Love doing experiments? If so, here comes a fantastic and simple to do experiment (Rising Water Experiment) with water that demonstrates capillary action. Before you go ahead with the experiment, it is good to know the basics of capillary action. Capillary action is an act of a liquid (like water) to move upward through a hollow tube or through a spongy material.  You can read more about capillary action in our science lessons.

Try it yourself

You need:

  1. Tissue paper
  2. A glass tumbler
  3. Two to three colours of sketch pens
  4. A stick or a pencil
  5. Glue

What next?

Step 1: Make a trip of tissue paper to a length smaller than the inner depth of the glass tumbler.

Step 2: Stick one end of the tissue paper to the wooden stick or the pencil so that the when you keep the pencil perpendicular to the earth, the strip of tissue paper hangs on it by length.

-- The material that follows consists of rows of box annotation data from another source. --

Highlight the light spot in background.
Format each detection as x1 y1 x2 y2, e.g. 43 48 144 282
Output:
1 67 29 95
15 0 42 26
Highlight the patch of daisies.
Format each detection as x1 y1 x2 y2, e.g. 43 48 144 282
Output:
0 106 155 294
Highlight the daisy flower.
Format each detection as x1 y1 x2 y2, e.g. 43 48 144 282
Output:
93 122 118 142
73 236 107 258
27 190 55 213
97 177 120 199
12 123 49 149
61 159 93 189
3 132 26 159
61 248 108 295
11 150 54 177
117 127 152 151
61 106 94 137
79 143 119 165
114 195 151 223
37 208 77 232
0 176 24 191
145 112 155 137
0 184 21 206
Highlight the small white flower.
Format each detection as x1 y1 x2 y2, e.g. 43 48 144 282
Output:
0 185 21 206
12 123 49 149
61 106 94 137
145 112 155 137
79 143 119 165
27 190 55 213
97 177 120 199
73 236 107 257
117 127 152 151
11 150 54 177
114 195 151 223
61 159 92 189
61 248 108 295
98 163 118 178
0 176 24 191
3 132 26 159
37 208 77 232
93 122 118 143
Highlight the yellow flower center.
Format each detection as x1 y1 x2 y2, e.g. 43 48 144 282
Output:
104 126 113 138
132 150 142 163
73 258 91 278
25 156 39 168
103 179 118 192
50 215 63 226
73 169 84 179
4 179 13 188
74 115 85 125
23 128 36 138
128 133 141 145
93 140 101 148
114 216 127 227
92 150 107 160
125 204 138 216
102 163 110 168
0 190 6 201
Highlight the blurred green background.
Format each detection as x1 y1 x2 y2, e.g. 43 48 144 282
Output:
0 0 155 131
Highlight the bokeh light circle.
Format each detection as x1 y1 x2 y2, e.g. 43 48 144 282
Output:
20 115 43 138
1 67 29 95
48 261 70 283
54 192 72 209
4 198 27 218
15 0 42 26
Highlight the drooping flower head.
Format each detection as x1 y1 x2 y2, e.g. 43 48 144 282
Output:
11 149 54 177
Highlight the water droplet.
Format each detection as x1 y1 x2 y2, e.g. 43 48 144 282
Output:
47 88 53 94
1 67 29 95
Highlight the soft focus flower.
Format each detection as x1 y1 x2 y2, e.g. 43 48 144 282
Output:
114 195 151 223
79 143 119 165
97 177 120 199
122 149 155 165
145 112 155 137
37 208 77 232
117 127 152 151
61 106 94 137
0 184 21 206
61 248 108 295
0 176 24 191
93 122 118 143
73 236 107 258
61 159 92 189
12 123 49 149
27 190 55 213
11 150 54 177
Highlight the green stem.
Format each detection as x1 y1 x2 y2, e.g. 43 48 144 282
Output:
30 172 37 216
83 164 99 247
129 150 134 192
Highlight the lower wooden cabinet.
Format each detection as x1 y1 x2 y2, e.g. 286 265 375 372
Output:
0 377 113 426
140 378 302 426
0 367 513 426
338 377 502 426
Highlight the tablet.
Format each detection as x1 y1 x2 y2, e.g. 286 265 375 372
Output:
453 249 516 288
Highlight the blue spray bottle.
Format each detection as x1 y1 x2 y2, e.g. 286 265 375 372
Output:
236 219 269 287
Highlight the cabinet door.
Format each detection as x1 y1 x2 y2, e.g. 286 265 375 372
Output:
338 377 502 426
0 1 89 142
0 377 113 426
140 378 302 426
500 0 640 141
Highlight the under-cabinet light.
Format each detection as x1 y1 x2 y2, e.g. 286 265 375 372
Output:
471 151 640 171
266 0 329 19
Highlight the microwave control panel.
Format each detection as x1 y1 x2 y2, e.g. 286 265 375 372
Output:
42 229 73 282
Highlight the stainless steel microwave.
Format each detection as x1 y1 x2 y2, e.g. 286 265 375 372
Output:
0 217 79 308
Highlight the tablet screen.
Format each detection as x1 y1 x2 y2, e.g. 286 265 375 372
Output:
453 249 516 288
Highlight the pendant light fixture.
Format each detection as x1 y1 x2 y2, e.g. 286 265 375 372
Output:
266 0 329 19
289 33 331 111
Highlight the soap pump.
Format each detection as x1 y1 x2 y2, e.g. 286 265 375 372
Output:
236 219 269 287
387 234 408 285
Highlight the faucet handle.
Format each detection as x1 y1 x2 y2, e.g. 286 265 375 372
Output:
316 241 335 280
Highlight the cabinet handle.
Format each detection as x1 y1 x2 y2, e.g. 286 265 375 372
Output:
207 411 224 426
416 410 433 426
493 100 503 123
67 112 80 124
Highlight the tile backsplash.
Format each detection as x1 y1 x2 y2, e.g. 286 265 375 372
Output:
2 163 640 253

Step 3: Using sketch pens draw a line with three different colours making three different portions of it. The line must be drawn slightly above the loose end of the tissue paper.

Step 4: Pour some water to the tumbler (not more than 10% of the tumbler).

Step 5: Place the pencil on the glass so that the loose end of the tissue paper strip falls inside the glass and touches its tip (only the portion that is below the colourful line) in the water.

You will notice that the water climbing up through the tissue and in the process it disperses the colours towards the upward direction.

Logic:

The logic of Rising Water Experiment is simple – Capillary Action. As the free end of the tissue paper touches the water, the liquid starts moving upward. As the liquid moves upward, it spreads the colour, which is also to an upward direction. If the movement of water was to a different direction, the colours also would have spread to that direction.